Monday, October 29, 2012

Don't bite the hand that bribes you

Analysis: U.S. foreign bribery penalties for drugmakers may lack bite


NEW YORK (Reuters) - Global drugmakers are paying tens of millions of dollars to settle U.S. allegations that they bribed their way across emerging markets, but harsher penalties may be needed to deter the practice in untapped regions where billions are at stake.

Federal authorities have cast a wide net to weed out suspected gift-giving and kickbacks to foreign doctors and government officials to gain a foothold in burgeoning new markets in Asia, Eastern Europe and Latin America.


At least eight of the world's top 10 drugmakers, including Bristol-Myers Squibb Co, Pfizer Inc and Johnson &, have disclosed U.S. probes under the 1977 Foreign Corrupt Practices Act (FCPA).

Pfizer agreed to pay $60 million this year to settle FCPA charges and J&J reached a $70 million settlement last year. Pfizer is on track to record $10 billion in sales from emerging markets this year, while J&J said Brazil, Russia, India and China accounted for just under 10 percent of the $65 billion in sales it reported last year.

With so much at stake outside of established markets in the United States and Europe, some experts say fines like these are hardly a deterrent.

"The $60 million fine for Pfizer to a lay person sounds like quite a bit of money, but in perspective it took less than two days of Lipitor sales during its peak. It's really just chump change for them," said Michael Leibfried, a senior analyst with market research consulting firm GlobalData. The cholesterol pill at its height was a $13 billion a year cash cow for Pfizer.

Kara Brockmeyer, chief of FCPA investigations within the Securities and Exchange Commission's enforcement division, said the SEC and Department of Justice make a considerable effort to ensure penalties are appropriate and a deterrent. And there has yet to be a repeat FCPA prosecution.
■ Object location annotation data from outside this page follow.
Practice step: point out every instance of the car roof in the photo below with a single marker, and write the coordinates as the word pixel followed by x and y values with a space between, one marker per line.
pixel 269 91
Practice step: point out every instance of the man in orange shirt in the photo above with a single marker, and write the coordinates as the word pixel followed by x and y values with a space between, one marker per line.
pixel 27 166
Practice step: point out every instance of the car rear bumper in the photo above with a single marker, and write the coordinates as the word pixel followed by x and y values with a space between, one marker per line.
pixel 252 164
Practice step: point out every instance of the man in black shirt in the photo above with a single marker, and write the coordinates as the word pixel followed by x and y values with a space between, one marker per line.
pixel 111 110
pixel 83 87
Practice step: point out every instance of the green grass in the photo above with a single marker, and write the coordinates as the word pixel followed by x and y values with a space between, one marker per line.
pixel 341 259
The SEC relies on legal provisions that call for disgorgement of profits based on ill-gotten gains plus penalties. Companies that report violations and cooperate with authorities are often rewarded with penalty reductions.
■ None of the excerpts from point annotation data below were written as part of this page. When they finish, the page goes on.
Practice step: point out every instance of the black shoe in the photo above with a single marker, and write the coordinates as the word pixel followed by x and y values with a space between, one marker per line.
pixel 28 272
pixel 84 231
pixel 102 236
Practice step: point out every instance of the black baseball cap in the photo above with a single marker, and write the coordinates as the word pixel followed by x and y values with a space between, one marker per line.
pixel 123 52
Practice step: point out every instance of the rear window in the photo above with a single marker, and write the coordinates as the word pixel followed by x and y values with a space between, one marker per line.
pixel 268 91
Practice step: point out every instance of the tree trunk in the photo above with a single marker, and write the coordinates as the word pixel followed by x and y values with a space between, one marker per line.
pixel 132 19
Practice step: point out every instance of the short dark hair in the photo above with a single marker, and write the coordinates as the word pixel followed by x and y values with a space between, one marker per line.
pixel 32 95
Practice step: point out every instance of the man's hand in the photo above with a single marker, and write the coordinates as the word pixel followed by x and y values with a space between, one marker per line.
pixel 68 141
"I would hate to think the companies view enforcement actions as the cost of doing business," Brockmeyer told Reuters. "If we find that out, it will certainly increase the size of the penalty," she said.

The law firm Shearman & Sterling, which puts out a semi-annual report tracking FCPA enforcement, found that penalties across all industries have averaged less than $20 million.

In 2009 Danish insulin maker Novo Nordisk paid $9 million for FCPA violations, while medical device maker Smith & Nephew this year agreed to $22 million in fines and profit disgorgement. The largest FCPA penalty on record was $800 million paid in 2008 by Germany-based Siemens.

The industry's FCPA payments pale in comparison to billion-dollar settlements over allegations drugmakers promoted medications for unapproved uses in the United States. These penalties often involve how much federal Medicare and Medicaid programs spent on the so-called off-label prescriptions.

"I'm not terribly surprised that dollar settlements (for FCPA violations) are strikingly lower because the government isn't directly being harmed," said Boston University law professor Kevin Outterson.

PLAYING THE RIGHT WAY

Pfizer's settlement covered infractions dating back to 2004, including some attributed to drugmaker Wyeth, which it bought in 2009. The company lightened its penalty by voluntarily providing information about kickbacks and bribes in Bulgaria, Croatia, Kazakhstan, Russia, China, the Czech Republic, Italy, Serbia, Indonesia, Pakistan and Saudi Arabia.

"Pfizer subsidiaries in several countries had bribery so entwined in their sales culture that they offered points and bonus programs to improperly reward foreign officials who proved to be their best customers," Brockmeyer said in a statement at the time the settlement was announced.

Pfizer executives say their emerging market operations will not repeat those practices. It has introduced an anti-corruption audit program, closer monitoring of relationships with non-U.S. healthcare providers and government officials, a mandatory global training program for appropriate employees and enhanced due diligence to make sure buyout targets follow the rules.

J&J said it has enacted similar anti-corruption initiatives.

"We're not out there to play the game that's been played before," said Adele Gulfo, head of Latin America for Pfizer's emerging markets unit. "We're either going to win by playing the right way or we're going to find another place to go."